Sun-Times reports on possible corruption in Community Development Commission

A 40-year-old Chicago businessman who serves on Mayor Daley's Community Development Commission, making recommendations on every proposal for city tax-increment financing, or TIF -- the multimillion-dollar program Daley has used to build offices, stores, schools and other projects across Chicago, is being examined in the Sun-Times as a possible beneficiary in the building of an endangered homeless shelter.

As one of 15 members of the unpaid city advisory board, David Ariola, who at one time owned the South Loop gym where the mayor once worked out., is on record as having supported the Daley's plan to spend more than $13.5 million to build a $25.2 million homeless shelter for the Chicago Christian Industrial League -- a charity that had sold its longtime home in Greektown to Daley's friend Michael Marchese for a luxury condo development.

It's also the same charity that recently fired the governor's wife, Patti Blagojevich, from her fundraising job.

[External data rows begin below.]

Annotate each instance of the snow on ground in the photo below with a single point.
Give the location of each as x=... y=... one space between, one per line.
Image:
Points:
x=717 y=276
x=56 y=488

If the Hired Truck scandal wasn't enough to teach the Daley administration a lesson, perhaps a Hired Builders investigation would do the trick. 

And the scandal saga continues.

According to a Sun-Times article published Monday, Ariola's Chicago Realty Co. was eventually hired by the league to oversee construction of the homeless shelter -- a project that has left the league in financial trouble, unable to pay a $10.8 million loan it got to finish the project.